Stocks of the four SARS-CoV-2 variants of concern (VOC), viz. alpha (hCoV-19/Australia/VIC17990/2020, passage 2), beta (501Y.V2.HV001, passage 4), gamma (hCoV-19/Japan/TY7–503/2021, passage 3), and delta (hCoV-19/Australia/VIC18440/2021, passage 2), were propagated and titrated in Vero E6 cells (CCL81; American Type Culture Collection (ATCC), Manassas, VA, USA) prior to use. Briefly, VeroE6 cells were grown in 150 cm2 flasks in Dulbecco’s Modified Eagle Medium (DMEM) containing 10% heat-inactivated fetal bovine serum (FBS), 10 mM HEPES, 100U/mL penicillin, 100 μg/mL streptomycin, and 250 ng/mL amphotericin B (all components from ThermoFisher Scientific, Scoresby, VIC, Australia) until 60–80% confluent. The received SARS-CoV-2 isolates were diluted in DMEM containing 10 mM HEPES, 100 U/mL penicillin, 100 μg/mL streptomycin, and 250 ng/mL amphotericin B, but no FBS (DMEM-D). Cells were inoculated with 4 mL diluted virus and were incubated for 30 min at 37 °C/5% CO2 before 50 mL DMEM containing 2% FBS, 10 mM HEPES, 100 U/mL penicillin, 100 μg/mL streptomycin, and 250 ng/mL amphotericin B was added. The flasks were incubated for an additional 48 h before supernatant was harvested. Harvested supernatants were clarified at 2000g for 10 min and stored in 1 mL aliquots at −80 °C. ATCC VeroE6 cells were additionally used for virus neutralization assays (see below).

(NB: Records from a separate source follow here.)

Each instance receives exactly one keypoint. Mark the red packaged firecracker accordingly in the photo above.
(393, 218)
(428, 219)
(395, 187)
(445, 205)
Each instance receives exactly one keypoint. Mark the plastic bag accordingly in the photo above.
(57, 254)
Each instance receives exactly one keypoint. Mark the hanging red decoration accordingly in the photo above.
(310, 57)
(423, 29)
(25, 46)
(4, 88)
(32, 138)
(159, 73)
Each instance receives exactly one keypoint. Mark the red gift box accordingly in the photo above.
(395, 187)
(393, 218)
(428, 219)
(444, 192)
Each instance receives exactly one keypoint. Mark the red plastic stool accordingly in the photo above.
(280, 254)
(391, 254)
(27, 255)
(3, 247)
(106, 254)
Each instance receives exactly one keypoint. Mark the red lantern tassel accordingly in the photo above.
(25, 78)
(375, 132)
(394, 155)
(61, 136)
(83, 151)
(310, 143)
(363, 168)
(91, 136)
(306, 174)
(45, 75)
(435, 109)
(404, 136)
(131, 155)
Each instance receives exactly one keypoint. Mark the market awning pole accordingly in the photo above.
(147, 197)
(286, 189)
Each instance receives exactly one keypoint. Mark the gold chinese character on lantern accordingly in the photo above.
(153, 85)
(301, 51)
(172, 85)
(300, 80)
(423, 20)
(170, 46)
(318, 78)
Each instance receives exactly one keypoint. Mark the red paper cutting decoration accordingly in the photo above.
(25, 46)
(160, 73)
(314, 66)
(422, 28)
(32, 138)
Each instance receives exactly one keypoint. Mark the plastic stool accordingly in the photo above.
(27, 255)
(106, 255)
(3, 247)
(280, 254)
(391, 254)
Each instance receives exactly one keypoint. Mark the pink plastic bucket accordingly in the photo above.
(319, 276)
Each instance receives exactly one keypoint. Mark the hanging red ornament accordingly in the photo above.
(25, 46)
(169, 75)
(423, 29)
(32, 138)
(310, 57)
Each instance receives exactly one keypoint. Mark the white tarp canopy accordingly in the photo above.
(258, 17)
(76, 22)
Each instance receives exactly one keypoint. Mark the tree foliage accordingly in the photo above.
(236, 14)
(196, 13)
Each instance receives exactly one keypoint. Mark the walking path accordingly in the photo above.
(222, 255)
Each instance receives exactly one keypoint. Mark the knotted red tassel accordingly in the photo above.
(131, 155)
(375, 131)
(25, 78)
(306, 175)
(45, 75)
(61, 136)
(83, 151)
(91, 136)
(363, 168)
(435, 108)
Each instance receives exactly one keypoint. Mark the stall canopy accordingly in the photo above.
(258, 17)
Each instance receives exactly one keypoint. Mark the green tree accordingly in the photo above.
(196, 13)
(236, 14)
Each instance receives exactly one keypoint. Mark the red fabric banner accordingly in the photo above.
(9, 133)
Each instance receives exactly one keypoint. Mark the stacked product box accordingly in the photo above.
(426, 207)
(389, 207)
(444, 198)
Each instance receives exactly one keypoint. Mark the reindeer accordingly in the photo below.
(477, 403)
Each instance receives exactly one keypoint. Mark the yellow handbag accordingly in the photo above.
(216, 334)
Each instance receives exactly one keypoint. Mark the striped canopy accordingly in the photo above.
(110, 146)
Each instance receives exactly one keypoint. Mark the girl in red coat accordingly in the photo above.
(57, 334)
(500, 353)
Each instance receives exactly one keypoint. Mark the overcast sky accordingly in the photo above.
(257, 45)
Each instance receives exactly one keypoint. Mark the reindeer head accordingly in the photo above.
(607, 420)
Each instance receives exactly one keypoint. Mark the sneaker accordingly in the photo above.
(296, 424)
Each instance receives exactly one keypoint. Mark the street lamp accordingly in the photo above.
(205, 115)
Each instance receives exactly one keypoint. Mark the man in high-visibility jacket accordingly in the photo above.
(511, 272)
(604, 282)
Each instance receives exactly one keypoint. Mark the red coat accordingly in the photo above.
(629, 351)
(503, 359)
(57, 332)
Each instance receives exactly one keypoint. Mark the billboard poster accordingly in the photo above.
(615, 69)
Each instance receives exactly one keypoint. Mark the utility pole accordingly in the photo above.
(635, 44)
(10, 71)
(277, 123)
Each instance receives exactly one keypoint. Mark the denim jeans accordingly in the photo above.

Serum samples used for live virus neutralization assays were provided by the Indian Institute of Science and Mynvax Private Limited from the mouse study, and the positive control ferret sera was sourced from a different study with the consent of the sponsor (Coalition for Epidemic Preparedness Innovations) and test item provider (University of Oxford). Each serum sample was diluted 1:80 in DMEM-D (see cell culture methods above) in a deep-well plate on a single occasion, followed by a 2-fold serial dilution in medium across the plate up to 1:163 840. The dilution series for each serum sample was dispensed into duplicate rows of a 96-well plate, for a total volume of 50 μL per well and duplicate wells per sample dilution. For the serum-containing wells, 50 μL virus diluted in medium to contain approximately 100 TCID50 (checked by back-titration) was added to each well. The plates were incubated at 37 °C/5% CO2 for 1 h to allow neutralization complexes to form between the antibodies and the virus. At the end of the incubation, 100 μL VeroE6 cells (propagated as outlined above for virus stock generation) were added to each well and the plates returned to the incubator for 4 days. Each well was scored for the presence of viral CPE, readily discernible on Day 4 postinfection, with SN50 neutralization titers calculated using the Spearman–Karber formula.[75,76]

Statistical Analysis

The P values for ELISA binding titers, neutralization titers, were analyzed with a two-tailed Mann–Whitney test using the GraphPad Prism software. The P values for pairwise Wt and B.1.351 pseudovirus neutralization titers were analyzed utilizing the Wilcoxon Rank-Sum test. The P value for hamster weight change between virus control and unchallenged groups was analyzed by two-tailed Student’s t test. The correlation coefficients for pseudovirus neutralization 293T-ACE2/VeroE6-TMPRSS2 cell line pseudovirus neutralizations were analyzed by Spearman correlation using the GraphPad Prism 8 software (GraphPad v8.4.3). Linear regression model with effects (lme function) were undertaken in R 4.0.4 with live virus neutralization titers as dependent variables and antigen and VOC as independent variables.[87]